3. Assemble a hardware solution for sending to volunteers - or defining a kit of software anybody could assemble.

There are a lot of patients with ICDs who expressed similar concerns about their data and how it could be used. When we have a working hardware solution capable of "Intercept" and "Decode" phases, we can cooperate with other people by collecting a lot of data from their transmissions (anonymously) to facilitate the "Decypher" phase.

4. Understand why the capture quality suffered.

Was it something we could fix with postprocessing? Was it something that'd mean the signal has to be captured again?
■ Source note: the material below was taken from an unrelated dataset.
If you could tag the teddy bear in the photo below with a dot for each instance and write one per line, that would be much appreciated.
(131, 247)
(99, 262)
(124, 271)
So many questions, so little time...

5. Make collected data accessible for people who'd want to take a look at it.

Some RF-savvy people have expressed their interest in seeing the data we managed to capture - to help us fully get through "Intercept" phase. However, we could greatly benefit from the huge Hackaday community and its helpfulness.

6. Collect feedback from people in the industry.

We've already attracted the attention of some people, but it's clear this issue needs to be raised among the health professionals.

7. Get a development kit.

I wonder if the manufacturers would be cooperative on our project. However, it doesn't hurt to try and it'd help us a lot to have a transmitter-transmitter pair we could control.


Why participate in the Hackaday Prize?

First of all, it's an "assistive technology" project. We want to solve one of the problems that's stopping people from getting full information about their condition, if not the direct "give-data-to-us" way, then the hacking "we'll-take-it-ourselves" way. It makes this project a perfect fit.

Second thing is exposure. We need it, and Hackaday can provide it. We need both technical expertise of many folks for decoding and making sense of the data, and we want to raise awareness.

Third thing is prize money, which we could use to get the necessary equipment. It's very likely that we could assemble a ready-to-collect-data device for 100$, for early adopters. We also need to get the base station, but shipping costs from the USA to EU are kinda high and we're mostly students. It would be very good to get our hands on a good SDR, such as HackRF, for development - to see which problems are due to bad hardware and which are due to the lack of filtering.